Fountas & Pinnell Assessments

Fountas and Pinnell have a benchmark assessment system that features all the bells and whistles you might need to monitor student progress. Their system includes benchmarks for primary and intermediate grades (levels A through Z), along with running records tied to a selection of leveled informative text and literature. The Fountas and Pinnell kit also includes ways to assess isolated word knowledge, letter ID or phonemic awareness, sight words, and more. A set of resources costs around $400.

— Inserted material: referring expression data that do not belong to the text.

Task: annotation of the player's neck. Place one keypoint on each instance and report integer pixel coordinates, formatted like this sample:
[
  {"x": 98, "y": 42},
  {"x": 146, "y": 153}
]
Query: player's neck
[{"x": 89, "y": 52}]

Jan Richardson’s Assessment System

Another excellent option is Jan Richardson’s system, Next Step in Guided Reading Assessment, published by Scholastic. Richardson is well known for her work with guided reading, and her assessment materials are all about how to decide what to teach, and then how to guide students to try new skills. Her assessment system includes a K-2 and 3-6 version and features leveled texts and assessment forms. It provides charts and graphs to help you show student growth, but does not provide the variety of assessments offered by Fountas and Pinnell.

Reading A-Z

If you’re already familiar with Reading A–Z, then you know that it also provides passages. You can print those off, and then use their running record page to assess your readers. If your school already subscribes to Reading A—Z, this is an economical choice.

Making Time for Assessments

One of most common objections to formal reading assessments, is the time that it takes to administer. And while no classroom has extra time for unnecessary activity, assessment is important. We have to intentionally plan what to teach our students, and when used effectively, professional assessments offer the guidance we need to make our planning pay off.